赤茶けた裸体の若者が両手にたくさんの魚をぶら下げている。高さ117センチ。若者の筋肉の盛り上がりや、ウエーブのかかった頭髪、利発そうな眼差しも読み取れる。躍動感がみなぎる身体。今から約3700年前、紀元前17世に制作されとは思えないほど鮮やかな色彩だ。
若者は単なる漁師ではないという。神に豊漁を感謝するため、海の幸を貢物として捧げようとしているらしい。

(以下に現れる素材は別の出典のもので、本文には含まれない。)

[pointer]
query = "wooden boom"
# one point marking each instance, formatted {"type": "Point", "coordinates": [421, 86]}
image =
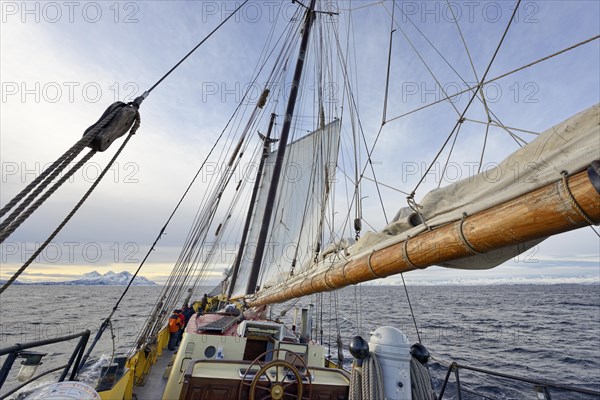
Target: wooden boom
{"type": "Point", "coordinates": [544, 212]}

どこかで見た記憶がある絵のような気がする...。思い出すのは、青木繁(1882~1911)の「海の幸」(1904年)だ。大きな魚を背負い10人余りの男女が浜辺を歩いている。明治期の日本の洋画を代表するインパクトの強い作品だ。こちらは横長の群像画だが、その中の1人を抜き出せば、「漁夫のフレスコ画」とイメージが重なる。

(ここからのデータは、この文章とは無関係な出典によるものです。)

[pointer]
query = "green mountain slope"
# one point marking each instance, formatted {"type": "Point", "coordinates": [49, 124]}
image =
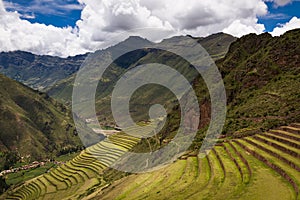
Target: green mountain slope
{"type": "Point", "coordinates": [38, 72]}
{"type": "Point", "coordinates": [32, 123]}
{"type": "Point", "coordinates": [261, 74]}
{"type": "Point", "coordinates": [217, 45]}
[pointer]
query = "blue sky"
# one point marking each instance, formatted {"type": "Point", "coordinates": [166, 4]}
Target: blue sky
{"type": "Point", "coordinates": [67, 27]}
{"type": "Point", "coordinates": [62, 13]}
{"type": "Point", "coordinates": [279, 15]}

「海の幸」は日本神話の世界「海彦山彦」をモチーフにしたという。ふたつの作品に共通するのは、豊かな恵みをもたらす大自然=神へのリスペクトだ。古代ギリシャのフレスコ画が、時空を超えて20世紀の日本の作品とつながる。ちなみに青木は少年時代、アレクサンドロス大王に強く憧れていたそうだ。